Verges' Inszenierung hat sich der Aufgabe zu stellen, mit eher überschaubarem technischem Aufwand ein Maximum an Wirkung zu erzielen, und der Regisseur löst diese Aufgabe durchaus ansprechend. Dabei hilft ihm die Grundstruktur, daß pro Szene jeweils ein markantes Bild aus den Originalheften an die Leinwand im Bühnenhintergrund projiziert wird. Ansonsten setzt er konsequent auf die Karte "Modellbau und Kinderspielzeug als Symbolik", und das gelingt ihm schlüssig, zumal er einige Geniestreiche verzeichnen kann, etwa den Papagei Käpt'n Kidd als Handpuppe.
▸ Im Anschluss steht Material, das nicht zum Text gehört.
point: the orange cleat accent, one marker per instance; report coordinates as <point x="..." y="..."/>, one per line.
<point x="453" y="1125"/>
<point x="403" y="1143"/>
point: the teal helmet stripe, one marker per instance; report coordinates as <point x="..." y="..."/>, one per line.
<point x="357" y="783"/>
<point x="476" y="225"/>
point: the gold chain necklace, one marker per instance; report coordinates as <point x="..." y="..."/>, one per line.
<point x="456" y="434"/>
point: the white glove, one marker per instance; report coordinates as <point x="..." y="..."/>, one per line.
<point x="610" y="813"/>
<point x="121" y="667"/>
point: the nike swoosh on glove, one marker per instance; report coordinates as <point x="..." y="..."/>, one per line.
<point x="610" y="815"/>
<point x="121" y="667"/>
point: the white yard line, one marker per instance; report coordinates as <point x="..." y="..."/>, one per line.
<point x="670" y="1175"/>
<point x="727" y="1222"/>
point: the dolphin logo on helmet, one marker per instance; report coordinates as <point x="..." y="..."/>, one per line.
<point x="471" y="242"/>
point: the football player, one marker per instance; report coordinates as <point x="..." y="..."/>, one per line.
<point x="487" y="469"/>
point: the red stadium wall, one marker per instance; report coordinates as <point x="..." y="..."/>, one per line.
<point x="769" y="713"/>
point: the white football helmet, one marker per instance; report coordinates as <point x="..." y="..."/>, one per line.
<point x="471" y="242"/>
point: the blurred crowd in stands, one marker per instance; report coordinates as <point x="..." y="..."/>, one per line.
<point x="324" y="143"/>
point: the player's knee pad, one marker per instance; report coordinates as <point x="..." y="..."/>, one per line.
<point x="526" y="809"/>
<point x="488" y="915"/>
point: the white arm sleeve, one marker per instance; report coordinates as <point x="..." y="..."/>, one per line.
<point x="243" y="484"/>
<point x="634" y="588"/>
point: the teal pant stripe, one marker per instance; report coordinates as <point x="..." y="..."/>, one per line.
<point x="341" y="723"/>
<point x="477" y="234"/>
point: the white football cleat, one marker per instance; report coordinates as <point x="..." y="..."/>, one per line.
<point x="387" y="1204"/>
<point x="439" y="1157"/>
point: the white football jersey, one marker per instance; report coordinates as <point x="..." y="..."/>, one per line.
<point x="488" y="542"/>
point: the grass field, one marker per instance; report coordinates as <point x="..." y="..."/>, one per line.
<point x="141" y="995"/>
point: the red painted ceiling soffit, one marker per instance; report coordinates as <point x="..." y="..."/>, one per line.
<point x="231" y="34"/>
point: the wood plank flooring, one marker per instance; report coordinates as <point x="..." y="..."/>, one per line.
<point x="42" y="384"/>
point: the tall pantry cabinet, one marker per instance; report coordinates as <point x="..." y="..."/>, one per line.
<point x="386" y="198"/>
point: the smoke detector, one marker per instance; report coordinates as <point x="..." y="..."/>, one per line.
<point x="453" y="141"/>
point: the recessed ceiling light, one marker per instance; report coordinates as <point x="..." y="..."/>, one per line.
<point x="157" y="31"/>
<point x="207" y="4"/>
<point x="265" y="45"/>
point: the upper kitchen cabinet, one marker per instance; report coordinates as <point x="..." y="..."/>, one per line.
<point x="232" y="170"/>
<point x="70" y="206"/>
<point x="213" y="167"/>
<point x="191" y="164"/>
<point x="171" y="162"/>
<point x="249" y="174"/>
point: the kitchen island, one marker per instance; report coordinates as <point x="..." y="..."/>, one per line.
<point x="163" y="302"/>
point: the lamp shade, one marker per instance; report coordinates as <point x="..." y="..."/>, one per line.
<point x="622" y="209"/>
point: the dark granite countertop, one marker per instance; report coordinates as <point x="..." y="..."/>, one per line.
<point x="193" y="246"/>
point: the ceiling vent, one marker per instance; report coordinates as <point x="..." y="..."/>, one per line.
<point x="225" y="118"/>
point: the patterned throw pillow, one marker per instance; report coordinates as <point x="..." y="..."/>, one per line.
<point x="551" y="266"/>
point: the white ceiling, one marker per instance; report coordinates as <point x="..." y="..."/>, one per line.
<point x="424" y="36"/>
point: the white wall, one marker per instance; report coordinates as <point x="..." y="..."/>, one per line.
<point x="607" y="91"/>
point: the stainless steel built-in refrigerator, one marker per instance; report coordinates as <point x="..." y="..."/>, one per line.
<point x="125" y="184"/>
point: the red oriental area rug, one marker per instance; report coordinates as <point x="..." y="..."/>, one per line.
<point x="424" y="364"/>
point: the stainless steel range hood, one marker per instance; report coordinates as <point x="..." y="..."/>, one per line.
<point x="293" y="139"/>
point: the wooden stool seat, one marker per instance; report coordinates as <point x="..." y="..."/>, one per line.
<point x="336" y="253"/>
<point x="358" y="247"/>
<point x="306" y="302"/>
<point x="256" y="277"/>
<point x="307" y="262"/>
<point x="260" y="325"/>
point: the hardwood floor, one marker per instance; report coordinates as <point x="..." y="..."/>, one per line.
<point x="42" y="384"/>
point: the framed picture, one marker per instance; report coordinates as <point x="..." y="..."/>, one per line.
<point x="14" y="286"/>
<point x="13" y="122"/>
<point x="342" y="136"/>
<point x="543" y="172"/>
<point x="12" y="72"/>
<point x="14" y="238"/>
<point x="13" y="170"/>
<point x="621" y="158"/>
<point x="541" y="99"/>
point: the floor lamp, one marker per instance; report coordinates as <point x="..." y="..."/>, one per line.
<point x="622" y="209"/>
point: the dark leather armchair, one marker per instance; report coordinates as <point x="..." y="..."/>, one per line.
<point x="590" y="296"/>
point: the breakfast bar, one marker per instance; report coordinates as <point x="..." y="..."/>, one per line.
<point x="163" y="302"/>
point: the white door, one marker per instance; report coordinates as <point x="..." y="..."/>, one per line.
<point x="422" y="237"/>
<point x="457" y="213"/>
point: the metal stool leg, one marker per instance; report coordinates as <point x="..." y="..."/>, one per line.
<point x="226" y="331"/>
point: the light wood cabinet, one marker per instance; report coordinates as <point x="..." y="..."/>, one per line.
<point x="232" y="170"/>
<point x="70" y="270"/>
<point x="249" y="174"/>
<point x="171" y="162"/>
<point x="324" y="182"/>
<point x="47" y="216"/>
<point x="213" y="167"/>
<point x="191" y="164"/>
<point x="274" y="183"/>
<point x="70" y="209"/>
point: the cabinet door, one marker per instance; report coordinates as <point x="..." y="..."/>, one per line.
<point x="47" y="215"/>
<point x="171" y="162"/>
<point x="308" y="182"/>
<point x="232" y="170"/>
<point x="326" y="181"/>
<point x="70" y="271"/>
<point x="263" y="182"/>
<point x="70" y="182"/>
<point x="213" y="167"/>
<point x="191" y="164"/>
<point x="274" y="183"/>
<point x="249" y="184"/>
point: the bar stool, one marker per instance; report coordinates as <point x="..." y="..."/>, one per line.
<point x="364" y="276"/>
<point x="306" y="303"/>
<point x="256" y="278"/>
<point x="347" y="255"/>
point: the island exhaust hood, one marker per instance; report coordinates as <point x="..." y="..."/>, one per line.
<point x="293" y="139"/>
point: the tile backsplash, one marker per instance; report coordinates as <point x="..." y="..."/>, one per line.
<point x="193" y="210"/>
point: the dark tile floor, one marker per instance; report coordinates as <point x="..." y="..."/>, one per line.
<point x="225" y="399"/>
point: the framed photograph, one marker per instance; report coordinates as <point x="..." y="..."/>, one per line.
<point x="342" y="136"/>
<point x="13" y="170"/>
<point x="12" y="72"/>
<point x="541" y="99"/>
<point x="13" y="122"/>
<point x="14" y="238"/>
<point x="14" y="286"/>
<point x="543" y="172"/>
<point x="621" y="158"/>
Fast zu plakativ wirkt da die Symbolik für die Sklavenbefreiung, als Ben sich den schwarzen Buchstaben N, der auf sein gelbes T-Shirt geklebt ist, abreißt. Daß die erste Mitklatschaufforderung von der Bühne ausgerechnet in "John Brown's Body" kommt und dann auch noch an der Stelle, als Colonel Springfield zum Angriff auf das Capitol in Washington aufruft (der Text ist perspektivisch umgedreht worden), stellt ein großes Kuriosum dar, das freilich im Publikum kaum jemandem aufgefallen sein dürfte. Im Schlußbild schwenkt das Volk in Baton Rouge übrigens durchgehend Südstaatenflaggen, auch die als Indianer verkleideten Kinder - noch so ein Kuriosum, das aber wohl ohne Hintergrund bleibt. Das Publikum jedenfalls zeigt sich bester Laune, applaudiert herzlich und bekommt das Ende des Schlußchores noch als Zugabe vorgesetzt, bevor es nach geschätzten knapp anderthalb Stunden Nettospielzeit den Heimweg antritt.